In my training dataset I have many more negative instances (0 label) than positives (1 label).
So seems like my model is being heavily biased towards predicting low probabilities. How do I rescale weights?
As output I have an array of probabilities e.g [0.1, 0.3, 0.8] and an array of labels [0, 1, 0]
I would like to try diff loss functions, such as MSE or BCE. Maybe some others.
What would be the most appropriate loss function here that allows giving bigger weight towards positive instances?
And how would I do it? I see that some loss functions have weight attribute, but I am not sure how to set it properly in my case.
Or for example BCEwithLogits has pos_weight attribute. It says “Must be a vector with length equal to the number of classes.”

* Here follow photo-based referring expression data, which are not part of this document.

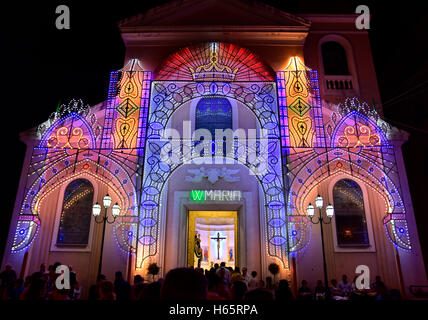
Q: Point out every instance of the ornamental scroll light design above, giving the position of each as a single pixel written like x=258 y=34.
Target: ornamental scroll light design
x=357 y=147
x=167 y=98
x=74 y=144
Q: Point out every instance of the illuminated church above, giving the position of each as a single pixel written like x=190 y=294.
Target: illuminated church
x=297 y=102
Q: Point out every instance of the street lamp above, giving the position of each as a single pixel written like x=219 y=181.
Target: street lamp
x=96 y=210
x=319 y=203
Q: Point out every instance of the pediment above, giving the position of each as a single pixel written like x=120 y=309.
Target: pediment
x=213 y=13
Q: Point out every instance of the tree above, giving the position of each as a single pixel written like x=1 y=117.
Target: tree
x=153 y=269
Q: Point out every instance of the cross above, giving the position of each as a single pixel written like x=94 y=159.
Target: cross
x=218 y=239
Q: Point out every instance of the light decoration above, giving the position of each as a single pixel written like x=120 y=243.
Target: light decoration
x=214 y=61
x=259 y=98
x=70 y=132
x=51 y=169
x=127 y=105
x=300 y=121
x=96 y=209
x=75 y=106
x=68 y=149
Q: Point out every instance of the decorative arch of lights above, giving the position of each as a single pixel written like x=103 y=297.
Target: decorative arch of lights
x=70 y=146
x=167 y=98
x=212 y=70
x=357 y=146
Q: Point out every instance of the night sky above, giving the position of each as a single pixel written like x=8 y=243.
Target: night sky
x=43 y=66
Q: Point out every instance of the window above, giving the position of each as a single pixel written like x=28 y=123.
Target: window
x=334 y=59
x=213 y=113
x=351 y=224
x=76 y=213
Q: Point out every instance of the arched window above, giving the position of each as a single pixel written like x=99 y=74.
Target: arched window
x=76 y=213
x=334 y=59
x=213 y=113
x=350 y=217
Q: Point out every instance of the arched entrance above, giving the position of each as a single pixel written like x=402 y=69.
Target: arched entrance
x=223 y=71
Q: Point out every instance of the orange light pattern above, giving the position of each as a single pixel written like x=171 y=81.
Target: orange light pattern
x=128 y=103
x=300 y=122
x=358 y=135
x=63 y=137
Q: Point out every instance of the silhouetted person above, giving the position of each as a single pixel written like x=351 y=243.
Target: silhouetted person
x=122 y=288
x=7 y=286
x=151 y=292
x=36 y=290
x=283 y=293
x=214 y=284
x=106 y=291
x=184 y=284
x=319 y=291
x=304 y=291
x=252 y=283
x=259 y=294
x=137 y=287
x=94 y=290
x=269 y=283
x=238 y=290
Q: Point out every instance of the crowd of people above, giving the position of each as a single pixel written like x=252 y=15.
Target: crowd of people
x=218 y=283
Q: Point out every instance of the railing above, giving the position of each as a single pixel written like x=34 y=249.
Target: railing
x=339 y=83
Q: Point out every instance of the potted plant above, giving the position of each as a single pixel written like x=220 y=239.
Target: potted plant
x=153 y=269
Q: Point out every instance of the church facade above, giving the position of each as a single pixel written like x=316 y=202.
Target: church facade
x=227 y=121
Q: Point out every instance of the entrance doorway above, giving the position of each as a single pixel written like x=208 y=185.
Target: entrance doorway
x=212 y=238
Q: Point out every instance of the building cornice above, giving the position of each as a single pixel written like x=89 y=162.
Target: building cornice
x=269 y=35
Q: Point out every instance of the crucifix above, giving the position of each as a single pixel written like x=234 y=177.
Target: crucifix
x=218 y=239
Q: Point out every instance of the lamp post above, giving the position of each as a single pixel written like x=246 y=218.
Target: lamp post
x=96 y=210
x=319 y=203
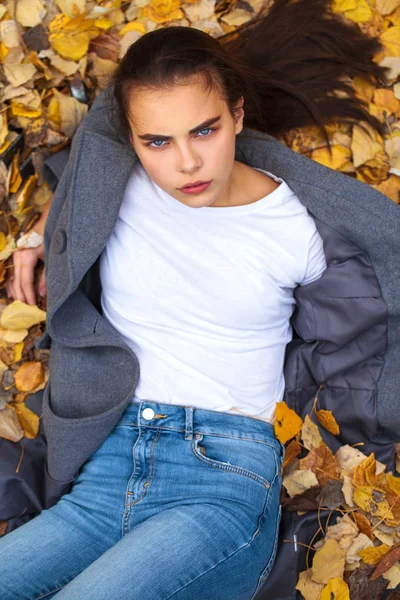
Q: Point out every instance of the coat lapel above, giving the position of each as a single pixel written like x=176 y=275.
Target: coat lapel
x=104 y=167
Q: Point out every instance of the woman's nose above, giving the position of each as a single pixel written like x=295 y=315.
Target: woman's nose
x=188 y=161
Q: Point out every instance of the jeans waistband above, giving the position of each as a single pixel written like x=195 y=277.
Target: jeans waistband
x=191 y=420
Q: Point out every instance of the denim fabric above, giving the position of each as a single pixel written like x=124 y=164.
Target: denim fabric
x=178 y=502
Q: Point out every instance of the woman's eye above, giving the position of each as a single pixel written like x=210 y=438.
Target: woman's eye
x=150 y=144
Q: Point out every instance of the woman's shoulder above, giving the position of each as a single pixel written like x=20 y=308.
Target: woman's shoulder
x=255 y=184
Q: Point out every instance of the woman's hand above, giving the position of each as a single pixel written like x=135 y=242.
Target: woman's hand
x=20 y=286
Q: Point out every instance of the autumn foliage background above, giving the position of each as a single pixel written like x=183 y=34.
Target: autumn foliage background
x=56 y=56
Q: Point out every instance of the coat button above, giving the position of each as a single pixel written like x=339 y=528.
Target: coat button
x=148 y=414
x=60 y=241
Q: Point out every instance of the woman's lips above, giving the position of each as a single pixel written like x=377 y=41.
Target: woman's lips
x=197 y=189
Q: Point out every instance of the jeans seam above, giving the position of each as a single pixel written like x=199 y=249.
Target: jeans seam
x=221 y=466
x=128 y=505
x=268 y=567
x=266 y=504
x=223 y=435
x=51 y=592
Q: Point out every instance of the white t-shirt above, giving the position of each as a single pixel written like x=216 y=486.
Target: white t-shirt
x=204 y=295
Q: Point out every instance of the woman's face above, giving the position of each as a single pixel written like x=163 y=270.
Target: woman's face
x=193 y=150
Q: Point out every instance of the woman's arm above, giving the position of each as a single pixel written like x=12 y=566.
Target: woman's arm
x=21 y=286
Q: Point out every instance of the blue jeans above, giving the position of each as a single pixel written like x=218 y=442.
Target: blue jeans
x=178 y=502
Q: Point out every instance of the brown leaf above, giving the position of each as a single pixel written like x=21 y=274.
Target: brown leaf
x=321 y=462
x=308 y=500
x=331 y=495
x=361 y=588
x=363 y=524
x=328 y=421
x=386 y=562
x=106 y=46
x=292 y=450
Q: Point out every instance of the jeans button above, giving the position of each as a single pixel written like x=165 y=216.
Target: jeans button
x=148 y=414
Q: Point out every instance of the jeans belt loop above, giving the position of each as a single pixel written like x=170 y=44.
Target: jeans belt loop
x=189 y=422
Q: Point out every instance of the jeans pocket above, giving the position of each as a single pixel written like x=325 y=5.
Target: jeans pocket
x=258 y=460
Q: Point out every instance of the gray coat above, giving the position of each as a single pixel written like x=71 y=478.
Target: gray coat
x=346 y=324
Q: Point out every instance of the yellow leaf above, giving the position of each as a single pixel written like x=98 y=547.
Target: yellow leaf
x=365 y=145
x=391 y=40
x=328 y=421
x=3 y=51
x=287 y=422
x=30 y=13
x=394 y=483
x=385 y=7
x=13 y=335
x=340 y=157
x=364 y=89
x=337 y=589
x=104 y=23
x=161 y=11
x=340 y=6
x=53 y=112
x=25 y=194
x=18 y=74
x=386 y=99
x=18 y=315
x=28 y=419
x=15 y=177
x=372 y=501
x=298 y=481
x=133 y=26
x=18 y=349
x=309 y=589
x=360 y=14
x=3 y=128
x=374 y=554
x=310 y=434
x=328 y=562
x=70 y=37
x=19 y=110
x=71 y=112
x=29 y=376
x=71 y=8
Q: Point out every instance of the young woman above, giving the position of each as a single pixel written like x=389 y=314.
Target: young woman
x=173 y=470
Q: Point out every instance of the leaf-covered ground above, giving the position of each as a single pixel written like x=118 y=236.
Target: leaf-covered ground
x=56 y=56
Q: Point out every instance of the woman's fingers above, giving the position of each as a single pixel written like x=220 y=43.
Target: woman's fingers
x=42 y=289
x=24 y=267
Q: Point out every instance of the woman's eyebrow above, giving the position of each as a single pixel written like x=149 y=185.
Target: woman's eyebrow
x=152 y=136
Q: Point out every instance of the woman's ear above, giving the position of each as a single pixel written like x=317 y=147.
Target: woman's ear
x=239 y=114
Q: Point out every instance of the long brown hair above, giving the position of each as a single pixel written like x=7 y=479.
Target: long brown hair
x=293 y=63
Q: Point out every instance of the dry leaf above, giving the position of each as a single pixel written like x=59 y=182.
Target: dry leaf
x=336 y=589
x=287 y=422
x=310 y=434
x=309 y=589
x=299 y=481
x=28 y=419
x=71 y=112
x=29 y=376
x=10 y=428
x=19 y=315
x=328 y=562
x=30 y=12
x=328 y=421
x=321 y=462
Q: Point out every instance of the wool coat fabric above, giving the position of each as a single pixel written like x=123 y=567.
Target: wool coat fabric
x=346 y=324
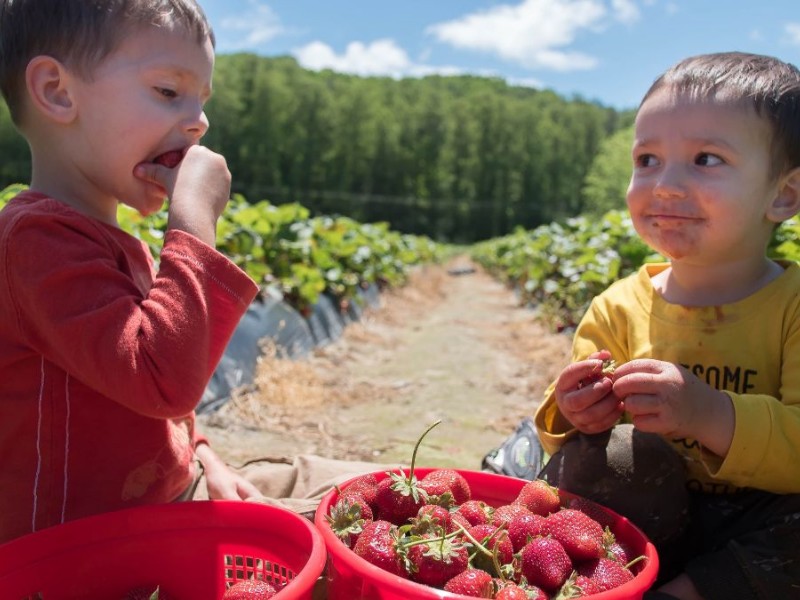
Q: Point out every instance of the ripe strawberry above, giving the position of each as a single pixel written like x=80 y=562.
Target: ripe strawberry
x=606 y=573
x=475 y=511
x=365 y=486
x=459 y=520
x=492 y=540
x=250 y=589
x=435 y=560
x=616 y=550
x=523 y=528
x=348 y=516
x=398 y=498
x=378 y=544
x=472 y=582
x=503 y=515
x=581 y=536
x=433 y=519
x=539 y=497
x=169 y=159
x=147 y=593
x=511 y=591
x=446 y=487
x=544 y=563
x=577 y=586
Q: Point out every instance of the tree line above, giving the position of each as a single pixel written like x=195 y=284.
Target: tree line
x=457 y=158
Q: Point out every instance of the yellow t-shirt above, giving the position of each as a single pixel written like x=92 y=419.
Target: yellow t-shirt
x=749 y=349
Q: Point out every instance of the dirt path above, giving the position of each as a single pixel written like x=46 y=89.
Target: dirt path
x=454 y=347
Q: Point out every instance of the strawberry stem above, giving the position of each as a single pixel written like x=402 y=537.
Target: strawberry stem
x=414 y=453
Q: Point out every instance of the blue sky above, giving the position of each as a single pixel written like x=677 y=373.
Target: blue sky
x=603 y=50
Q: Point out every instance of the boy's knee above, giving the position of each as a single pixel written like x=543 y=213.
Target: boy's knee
x=636 y=474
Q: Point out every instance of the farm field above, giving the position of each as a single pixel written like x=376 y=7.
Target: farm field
x=453 y=344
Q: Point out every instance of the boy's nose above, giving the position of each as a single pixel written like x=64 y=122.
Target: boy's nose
x=197 y=124
x=670 y=183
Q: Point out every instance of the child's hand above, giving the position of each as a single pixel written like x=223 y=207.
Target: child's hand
x=198 y=188
x=667 y=399
x=223 y=483
x=584 y=395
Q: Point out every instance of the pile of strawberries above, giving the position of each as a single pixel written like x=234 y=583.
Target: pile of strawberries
x=432 y=531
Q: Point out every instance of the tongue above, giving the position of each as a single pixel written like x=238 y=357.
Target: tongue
x=169 y=159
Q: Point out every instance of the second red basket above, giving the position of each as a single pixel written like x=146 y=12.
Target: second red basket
x=192 y=550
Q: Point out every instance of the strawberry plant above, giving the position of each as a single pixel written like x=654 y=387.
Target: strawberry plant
x=558 y=268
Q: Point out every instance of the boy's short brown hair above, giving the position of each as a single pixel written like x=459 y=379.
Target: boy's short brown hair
x=766 y=84
x=79 y=33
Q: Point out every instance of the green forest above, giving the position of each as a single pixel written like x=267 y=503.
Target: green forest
x=457 y=158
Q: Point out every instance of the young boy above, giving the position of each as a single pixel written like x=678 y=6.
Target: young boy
x=103 y=358
x=707 y=346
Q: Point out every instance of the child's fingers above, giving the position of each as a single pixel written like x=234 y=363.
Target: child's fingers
x=578 y=374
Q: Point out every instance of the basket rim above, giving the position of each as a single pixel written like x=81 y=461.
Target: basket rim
x=401 y=586
x=72 y=536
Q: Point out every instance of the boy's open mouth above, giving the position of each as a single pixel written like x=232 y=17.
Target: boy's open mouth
x=169 y=159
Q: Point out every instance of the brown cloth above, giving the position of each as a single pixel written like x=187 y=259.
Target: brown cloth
x=297 y=483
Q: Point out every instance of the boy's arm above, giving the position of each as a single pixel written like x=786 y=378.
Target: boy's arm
x=765 y=449
x=91 y=309
x=593 y=333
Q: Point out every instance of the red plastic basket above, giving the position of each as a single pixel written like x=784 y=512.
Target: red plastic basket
x=350 y=577
x=192 y=550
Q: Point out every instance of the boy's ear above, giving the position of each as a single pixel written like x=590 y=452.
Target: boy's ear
x=48 y=82
x=786 y=202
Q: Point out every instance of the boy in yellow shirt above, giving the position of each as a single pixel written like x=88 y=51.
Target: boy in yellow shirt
x=708 y=344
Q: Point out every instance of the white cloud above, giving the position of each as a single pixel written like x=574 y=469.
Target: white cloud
x=534 y=33
x=379 y=58
x=626 y=10
x=793 y=32
x=252 y=28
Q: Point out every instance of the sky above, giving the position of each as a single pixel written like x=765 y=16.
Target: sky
x=606 y=51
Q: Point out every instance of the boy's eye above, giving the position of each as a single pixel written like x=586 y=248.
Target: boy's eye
x=704 y=159
x=645 y=160
x=166 y=92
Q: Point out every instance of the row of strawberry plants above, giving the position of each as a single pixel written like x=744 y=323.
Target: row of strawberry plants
x=299 y=255
x=558 y=268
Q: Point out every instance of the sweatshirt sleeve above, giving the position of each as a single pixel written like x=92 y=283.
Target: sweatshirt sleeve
x=89 y=303
x=765 y=448
x=593 y=333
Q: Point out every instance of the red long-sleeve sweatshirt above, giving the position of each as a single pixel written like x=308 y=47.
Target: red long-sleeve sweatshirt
x=102 y=362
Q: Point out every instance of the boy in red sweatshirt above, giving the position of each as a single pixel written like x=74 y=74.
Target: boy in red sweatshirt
x=104 y=354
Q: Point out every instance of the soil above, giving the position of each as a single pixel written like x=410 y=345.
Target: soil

So if my input to a loss function is [0.1, 0.3, 0.8] , [0, 1, 0] what should be my pos_weight? Smth like [0.1, 0.9] ?
The list with [0, 1, 0] is not a list of classes but just a list of values for a single class. If you have only one class,
pos_weight should contain only one argument. For example, if you have 300 positive samples and 200 negative ones, you should set
pos_weight to 200 / 300. It will virtually “reduce” the set of positive samples from 300 to 200.
An alternative is to sample from negative subset with higher frequency.
Hmm in last version of pytorch i got errors that pos_weight is not present. So I used weights argument where zero instances have weight of 1 and positive have weight of pos/negs. I think it should be correct…
pos_weight first appeared only in 0.4.1. Try to update your PyTorch installation.
weights is a way to say “negative samples is more important”, whereas
pos_weight is a way to say “negative errors must be larger”. These approaches are different and are not equivalent in the general case.
Could you pls explain how they are different mathematically? The difference is not clear…
In your case with only one class there is no difference.